Rising mortgage costs offset by falling energy bills – Barclays

Bank of England's rate cut boosts consumer sentiment

Rising mortgage costs offset by falling energy bills – Barclays

Rising mortgage costs in July were partially offset by declining energy bills, with consumer confidence further bolstered by the Bank of England’s base rate reduction last week.

The latest Barclays Property Insights report has indicated that consumer spending on rent and mortgages saw a year-on-year increase of 5.7% in July, a significant jump compared to June’s 1.5% growth. However, on a month-to-month basis, rent and mortgage payments fell by 3.8%.

Ofgem’s recent energy price cap reductions contributed to a 7.5% decline in spending on utilities. Despite these fluctuations, consumer confidence in managing rent and mortgage payments remained steady at 53%.

Barclays also noted that the Bank of England’s rate reduction had a positive impact on consumer sentiment, with 57% of respondents feeling more confident in their ability to live within their means, and 51% expressing greater confidence in their household finances.

In addition, 27% of mortgage holders expect their monthly costs to decrease, though 50% anticipate no change, likely due to the prevalence of fixed rate mortgages.

“The base rate reduction on August 1 was certainly a promising sign for UK homeowners and the wider economy, with over half of consumers saying it made them more confident in their household finances,” said Mark Arnold (pictured), head of savings and mortgages at Barclays.

“However, it’s important to remember that unless you’re a homeowner on a variable or tracker mortgage, it may be some time before you notice a tangible difference in your monthly bills. For example, those on fixed rate mortgages will need to wait until they roll off or remortgage to determine whether their repayments will rise or fall, and for renters, there’s even less of a clear cause and effect when it comes to pricing.” 

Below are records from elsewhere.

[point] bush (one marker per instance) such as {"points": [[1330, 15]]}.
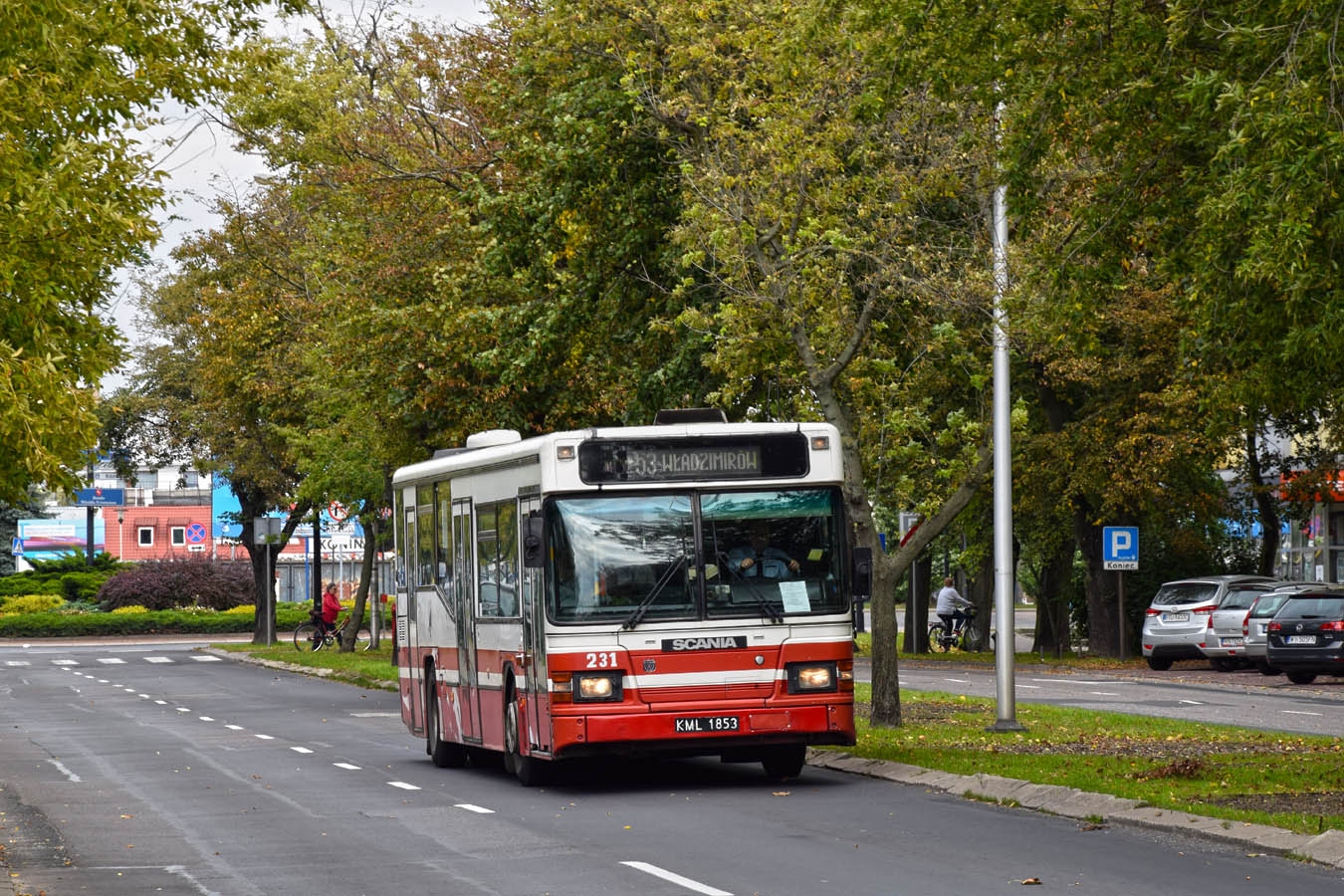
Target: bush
{"points": [[30, 603], [29, 583], [83, 585], [163, 584]]}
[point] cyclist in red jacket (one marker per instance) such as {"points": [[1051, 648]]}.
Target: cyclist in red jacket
{"points": [[331, 608]]}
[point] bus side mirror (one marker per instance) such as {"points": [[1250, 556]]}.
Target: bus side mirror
{"points": [[533, 555], [863, 572]]}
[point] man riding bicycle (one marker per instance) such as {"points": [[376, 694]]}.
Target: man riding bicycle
{"points": [[949, 606], [326, 619]]}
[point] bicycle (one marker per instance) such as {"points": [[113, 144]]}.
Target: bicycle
{"points": [[307, 637], [941, 639]]}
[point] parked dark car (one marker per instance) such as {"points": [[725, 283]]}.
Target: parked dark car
{"points": [[1178, 618], [1306, 635], [1256, 622]]}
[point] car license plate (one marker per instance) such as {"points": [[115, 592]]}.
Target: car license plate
{"points": [[706, 724]]}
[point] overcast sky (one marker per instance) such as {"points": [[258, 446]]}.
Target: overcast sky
{"points": [[202, 162]]}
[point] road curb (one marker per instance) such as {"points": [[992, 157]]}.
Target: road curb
{"points": [[280, 665], [1070, 802]]}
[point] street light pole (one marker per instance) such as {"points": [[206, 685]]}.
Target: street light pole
{"points": [[1006, 645]]}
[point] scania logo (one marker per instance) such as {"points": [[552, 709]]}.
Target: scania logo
{"points": [[721, 642]]}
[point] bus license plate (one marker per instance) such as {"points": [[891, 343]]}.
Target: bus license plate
{"points": [[706, 724]]}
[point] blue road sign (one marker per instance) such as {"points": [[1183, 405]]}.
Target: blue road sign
{"points": [[100, 497], [1120, 547]]}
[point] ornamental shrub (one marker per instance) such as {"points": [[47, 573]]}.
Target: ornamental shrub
{"points": [[164, 584], [29, 583], [30, 603], [83, 585]]}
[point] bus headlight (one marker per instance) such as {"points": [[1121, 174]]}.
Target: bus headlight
{"points": [[597, 687], [810, 677]]}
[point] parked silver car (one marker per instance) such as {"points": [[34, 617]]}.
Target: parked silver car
{"points": [[1178, 617], [1225, 635], [1258, 619]]}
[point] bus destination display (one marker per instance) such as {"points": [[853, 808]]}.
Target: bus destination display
{"points": [[692, 464], [692, 458]]}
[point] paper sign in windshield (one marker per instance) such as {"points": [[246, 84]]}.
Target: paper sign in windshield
{"points": [[794, 595]]}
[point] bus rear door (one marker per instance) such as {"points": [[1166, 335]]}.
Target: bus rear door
{"points": [[469, 691]]}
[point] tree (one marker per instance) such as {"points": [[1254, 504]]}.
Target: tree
{"points": [[832, 203], [77, 198]]}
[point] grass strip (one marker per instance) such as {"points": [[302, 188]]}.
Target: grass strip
{"points": [[364, 668], [1222, 772]]}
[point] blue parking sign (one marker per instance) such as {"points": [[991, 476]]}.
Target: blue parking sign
{"points": [[1120, 547]]}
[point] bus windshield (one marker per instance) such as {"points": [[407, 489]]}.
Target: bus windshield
{"points": [[636, 558]]}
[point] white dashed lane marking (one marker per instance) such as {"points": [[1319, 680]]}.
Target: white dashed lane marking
{"points": [[678, 879]]}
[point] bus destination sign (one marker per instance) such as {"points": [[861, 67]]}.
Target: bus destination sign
{"points": [[656, 464], [694, 458]]}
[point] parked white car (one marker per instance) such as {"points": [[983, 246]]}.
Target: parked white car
{"points": [[1225, 635], [1178, 618]]}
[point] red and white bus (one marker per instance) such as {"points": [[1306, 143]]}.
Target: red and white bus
{"points": [[611, 591]]}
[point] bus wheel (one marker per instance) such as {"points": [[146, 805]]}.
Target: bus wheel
{"points": [[784, 762], [529, 772], [441, 753]]}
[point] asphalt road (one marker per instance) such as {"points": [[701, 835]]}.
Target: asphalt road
{"points": [[158, 770]]}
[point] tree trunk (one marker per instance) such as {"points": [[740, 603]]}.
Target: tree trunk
{"points": [[982, 594], [365, 575], [1102, 596], [1265, 506], [1052, 603]]}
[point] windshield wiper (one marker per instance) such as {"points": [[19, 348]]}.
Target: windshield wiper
{"points": [[767, 607], [637, 614]]}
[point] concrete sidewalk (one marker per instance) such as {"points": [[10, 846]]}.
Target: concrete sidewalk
{"points": [[1070, 802]]}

The report also highlighted that renters are feeling the impact of rising costs more acutely than homeowners. Eight in 10 renters expressed concern about the effect of increasing housing costs on their personal finances, nearly double the rate of homeowners. Additionally, renters are less likely to have emergency savings, with only 17% having funds set aside compared to 24% of homeowners.

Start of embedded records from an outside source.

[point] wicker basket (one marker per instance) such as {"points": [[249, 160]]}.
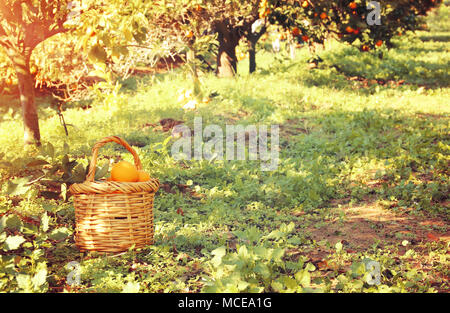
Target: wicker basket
{"points": [[113, 216]]}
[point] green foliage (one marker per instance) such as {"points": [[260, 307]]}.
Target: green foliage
{"points": [[346, 141]]}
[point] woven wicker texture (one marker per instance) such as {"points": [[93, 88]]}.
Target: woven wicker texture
{"points": [[113, 216]]}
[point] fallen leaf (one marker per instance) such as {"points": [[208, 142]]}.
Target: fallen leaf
{"points": [[432, 237]]}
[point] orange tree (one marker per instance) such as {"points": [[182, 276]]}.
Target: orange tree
{"points": [[102, 27], [367, 24], [197, 23]]}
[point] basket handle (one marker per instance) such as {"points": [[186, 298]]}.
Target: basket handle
{"points": [[91, 174]]}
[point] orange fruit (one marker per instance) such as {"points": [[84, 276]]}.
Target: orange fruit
{"points": [[124, 171], [189, 34], [33, 69], [143, 176]]}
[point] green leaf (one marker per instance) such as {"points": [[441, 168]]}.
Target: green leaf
{"points": [[338, 247], [13, 242], [45, 220], [40, 278], [24, 282], [97, 54], [131, 287], [263, 270], [303, 277], [60, 233], [12, 222], [218, 255], [37, 162]]}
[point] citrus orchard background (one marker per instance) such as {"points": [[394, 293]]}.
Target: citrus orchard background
{"points": [[363, 172]]}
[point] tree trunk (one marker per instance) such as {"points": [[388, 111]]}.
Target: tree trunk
{"points": [[27, 98], [252, 39], [226, 57]]}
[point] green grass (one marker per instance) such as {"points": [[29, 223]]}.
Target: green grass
{"points": [[342, 141]]}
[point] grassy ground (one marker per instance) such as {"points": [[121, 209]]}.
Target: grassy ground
{"points": [[363, 175]]}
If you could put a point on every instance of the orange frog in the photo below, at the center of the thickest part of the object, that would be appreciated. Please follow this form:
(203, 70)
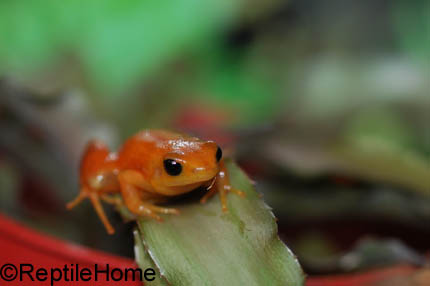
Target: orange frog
(151, 166)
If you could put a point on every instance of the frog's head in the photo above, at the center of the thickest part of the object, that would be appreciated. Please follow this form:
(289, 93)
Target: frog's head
(185, 165)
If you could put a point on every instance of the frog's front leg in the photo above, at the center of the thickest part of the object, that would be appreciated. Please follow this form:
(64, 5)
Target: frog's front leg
(223, 186)
(131, 184)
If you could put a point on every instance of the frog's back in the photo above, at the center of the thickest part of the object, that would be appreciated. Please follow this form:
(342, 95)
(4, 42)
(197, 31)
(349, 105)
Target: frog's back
(140, 150)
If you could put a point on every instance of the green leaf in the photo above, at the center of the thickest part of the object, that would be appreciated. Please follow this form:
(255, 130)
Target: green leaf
(204, 246)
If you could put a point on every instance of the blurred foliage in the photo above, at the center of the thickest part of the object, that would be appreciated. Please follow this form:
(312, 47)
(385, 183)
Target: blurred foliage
(304, 90)
(117, 42)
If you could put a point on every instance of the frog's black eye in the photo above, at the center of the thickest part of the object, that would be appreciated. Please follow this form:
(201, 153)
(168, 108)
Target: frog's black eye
(218, 154)
(172, 167)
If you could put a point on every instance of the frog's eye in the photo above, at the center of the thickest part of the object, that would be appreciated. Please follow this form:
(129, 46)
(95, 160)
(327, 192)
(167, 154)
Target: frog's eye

Despite widespread homeownership or aspirations towards it, the report found that many consumers are unfamiliar with key factors influencing mortgage rates. While 88% of respondents were aware of the Bank of England base rate, 26% admitted they did not understand what it means. Furthermore, 35% had never heard of the Monetary Policy Committee, and 49% were unfamiliar with swap rates, which help determine pricing for fixed rate mortgages.

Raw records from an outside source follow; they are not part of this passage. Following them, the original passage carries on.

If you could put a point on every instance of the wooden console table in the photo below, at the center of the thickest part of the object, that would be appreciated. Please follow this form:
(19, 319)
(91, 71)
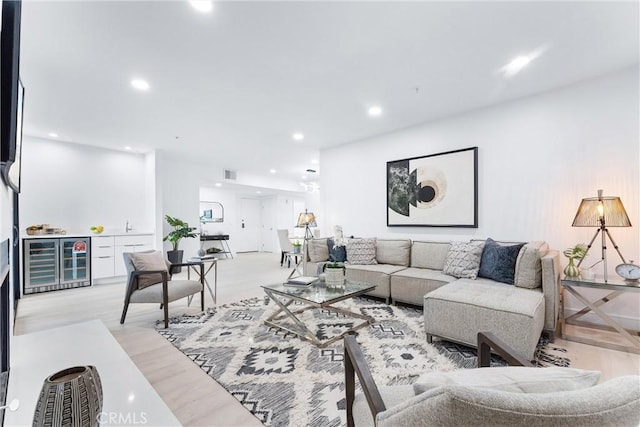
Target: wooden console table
(616, 288)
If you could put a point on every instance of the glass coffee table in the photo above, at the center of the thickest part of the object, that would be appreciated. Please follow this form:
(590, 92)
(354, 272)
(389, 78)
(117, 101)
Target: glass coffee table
(313, 296)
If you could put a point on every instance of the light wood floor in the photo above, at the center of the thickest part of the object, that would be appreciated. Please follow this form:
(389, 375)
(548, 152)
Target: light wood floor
(192, 395)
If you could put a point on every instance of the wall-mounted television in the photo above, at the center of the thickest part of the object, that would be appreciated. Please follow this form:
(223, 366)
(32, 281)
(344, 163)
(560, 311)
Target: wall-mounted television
(11, 95)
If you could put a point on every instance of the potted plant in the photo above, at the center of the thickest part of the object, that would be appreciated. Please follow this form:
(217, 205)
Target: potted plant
(334, 274)
(180, 231)
(577, 252)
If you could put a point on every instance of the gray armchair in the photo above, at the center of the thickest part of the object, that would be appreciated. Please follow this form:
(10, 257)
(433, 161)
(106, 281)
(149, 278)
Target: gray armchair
(511, 396)
(149, 281)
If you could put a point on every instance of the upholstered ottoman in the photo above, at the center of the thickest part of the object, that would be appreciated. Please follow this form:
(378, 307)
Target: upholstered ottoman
(459, 310)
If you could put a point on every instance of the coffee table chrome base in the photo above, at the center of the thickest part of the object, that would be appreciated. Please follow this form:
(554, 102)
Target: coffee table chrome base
(301, 329)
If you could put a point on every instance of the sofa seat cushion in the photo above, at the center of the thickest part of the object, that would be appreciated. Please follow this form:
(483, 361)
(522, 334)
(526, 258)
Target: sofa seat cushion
(613, 403)
(391, 396)
(411, 284)
(376, 274)
(378, 268)
(460, 309)
(514, 379)
(426, 274)
(176, 289)
(493, 295)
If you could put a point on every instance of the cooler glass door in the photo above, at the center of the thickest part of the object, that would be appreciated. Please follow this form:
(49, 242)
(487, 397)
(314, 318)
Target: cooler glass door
(41, 263)
(74, 260)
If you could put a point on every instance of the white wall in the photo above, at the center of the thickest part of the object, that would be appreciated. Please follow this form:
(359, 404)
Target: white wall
(538, 157)
(74, 186)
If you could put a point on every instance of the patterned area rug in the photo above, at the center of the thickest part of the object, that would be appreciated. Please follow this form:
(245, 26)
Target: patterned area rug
(284, 380)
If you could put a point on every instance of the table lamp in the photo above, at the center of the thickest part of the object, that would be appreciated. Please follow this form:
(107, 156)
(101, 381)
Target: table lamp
(601, 212)
(306, 220)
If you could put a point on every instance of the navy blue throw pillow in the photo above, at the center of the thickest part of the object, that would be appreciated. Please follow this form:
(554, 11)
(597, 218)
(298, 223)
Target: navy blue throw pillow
(337, 254)
(498, 262)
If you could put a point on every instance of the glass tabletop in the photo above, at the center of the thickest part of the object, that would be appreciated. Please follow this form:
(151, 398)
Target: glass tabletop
(613, 283)
(318, 292)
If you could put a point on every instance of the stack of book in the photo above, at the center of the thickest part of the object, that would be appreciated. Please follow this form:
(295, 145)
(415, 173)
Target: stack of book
(301, 281)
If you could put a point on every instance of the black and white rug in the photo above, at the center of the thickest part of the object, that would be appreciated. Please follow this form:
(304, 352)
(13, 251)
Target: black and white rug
(284, 380)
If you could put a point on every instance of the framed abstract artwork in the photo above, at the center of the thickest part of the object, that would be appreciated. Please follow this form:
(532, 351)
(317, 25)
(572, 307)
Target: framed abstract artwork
(437, 190)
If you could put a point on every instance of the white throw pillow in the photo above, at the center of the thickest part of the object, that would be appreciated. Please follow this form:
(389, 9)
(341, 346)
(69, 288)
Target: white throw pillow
(149, 261)
(463, 259)
(515, 379)
(361, 251)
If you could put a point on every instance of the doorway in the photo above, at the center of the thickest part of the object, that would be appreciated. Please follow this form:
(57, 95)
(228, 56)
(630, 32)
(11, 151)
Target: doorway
(250, 226)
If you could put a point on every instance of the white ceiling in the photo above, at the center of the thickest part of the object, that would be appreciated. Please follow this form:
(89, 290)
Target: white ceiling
(231, 87)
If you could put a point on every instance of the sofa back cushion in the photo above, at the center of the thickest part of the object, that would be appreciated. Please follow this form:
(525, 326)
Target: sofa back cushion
(528, 265)
(429, 254)
(395, 252)
(318, 250)
(463, 259)
(361, 251)
(499, 261)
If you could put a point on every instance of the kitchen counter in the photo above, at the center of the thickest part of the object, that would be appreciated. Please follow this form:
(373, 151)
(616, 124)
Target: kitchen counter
(89, 234)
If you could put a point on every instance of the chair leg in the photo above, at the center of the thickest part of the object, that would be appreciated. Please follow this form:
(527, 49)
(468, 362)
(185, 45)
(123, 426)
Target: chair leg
(124, 312)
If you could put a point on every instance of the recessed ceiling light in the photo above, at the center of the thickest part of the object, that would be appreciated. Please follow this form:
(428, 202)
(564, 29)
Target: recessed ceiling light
(375, 111)
(140, 84)
(514, 67)
(202, 5)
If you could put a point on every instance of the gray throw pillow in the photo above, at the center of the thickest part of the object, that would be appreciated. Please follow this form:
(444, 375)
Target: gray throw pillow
(149, 261)
(498, 261)
(361, 251)
(463, 259)
(514, 379)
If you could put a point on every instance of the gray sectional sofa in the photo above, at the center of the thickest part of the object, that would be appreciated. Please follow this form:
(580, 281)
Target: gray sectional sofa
(458, 308)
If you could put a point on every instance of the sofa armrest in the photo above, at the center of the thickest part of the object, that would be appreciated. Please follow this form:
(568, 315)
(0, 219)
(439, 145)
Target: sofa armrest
(551, 289)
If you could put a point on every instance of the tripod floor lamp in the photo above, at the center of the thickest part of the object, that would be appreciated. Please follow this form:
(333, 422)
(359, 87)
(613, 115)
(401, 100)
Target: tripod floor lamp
(305, 220)
(602, 212)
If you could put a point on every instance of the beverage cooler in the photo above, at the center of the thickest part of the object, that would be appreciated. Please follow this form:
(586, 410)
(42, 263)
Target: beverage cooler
(56, 263)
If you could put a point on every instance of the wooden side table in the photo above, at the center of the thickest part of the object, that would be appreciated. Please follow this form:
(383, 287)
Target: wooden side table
(213, 263)
(574, 286)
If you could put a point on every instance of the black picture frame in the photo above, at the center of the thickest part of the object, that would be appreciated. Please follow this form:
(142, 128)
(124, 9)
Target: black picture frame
(11, 95)
(436, 190)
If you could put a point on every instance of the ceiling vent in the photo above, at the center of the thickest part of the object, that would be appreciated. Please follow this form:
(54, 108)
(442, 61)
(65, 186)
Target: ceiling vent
(230, 175)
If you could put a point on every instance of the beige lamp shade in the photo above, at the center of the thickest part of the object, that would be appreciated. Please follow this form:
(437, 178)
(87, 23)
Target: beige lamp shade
(598, 211)
(306, 219)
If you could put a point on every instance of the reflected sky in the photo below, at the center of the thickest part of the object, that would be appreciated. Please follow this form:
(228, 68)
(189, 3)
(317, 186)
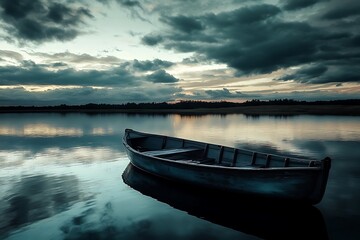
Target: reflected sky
(60, 174)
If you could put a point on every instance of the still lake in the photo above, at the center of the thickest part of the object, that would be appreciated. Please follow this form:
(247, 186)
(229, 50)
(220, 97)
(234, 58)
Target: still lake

There are signs, however, that consumers are becoming more engaged with financial news. The report noted that 15% of renters and mortgage holders have shown increased interest in UK economic news over the past year, particularly among those aged 18 to 34.

For those seeking more information on how the base rate impacts their mortgage, news coverage was the top source, followed by consumer advice websites and mortgage providers. Among 18- to 34-year-olds, social media and advice from friends and family were also popular sources of information.

“While it’s by no means mandatory for homeowners to understand the inner workings of the mortgage market, it’s encouraging to see consumers staying on top of financial news, so they can be empowered to make the best financial decision when the time comes,” Arnold said.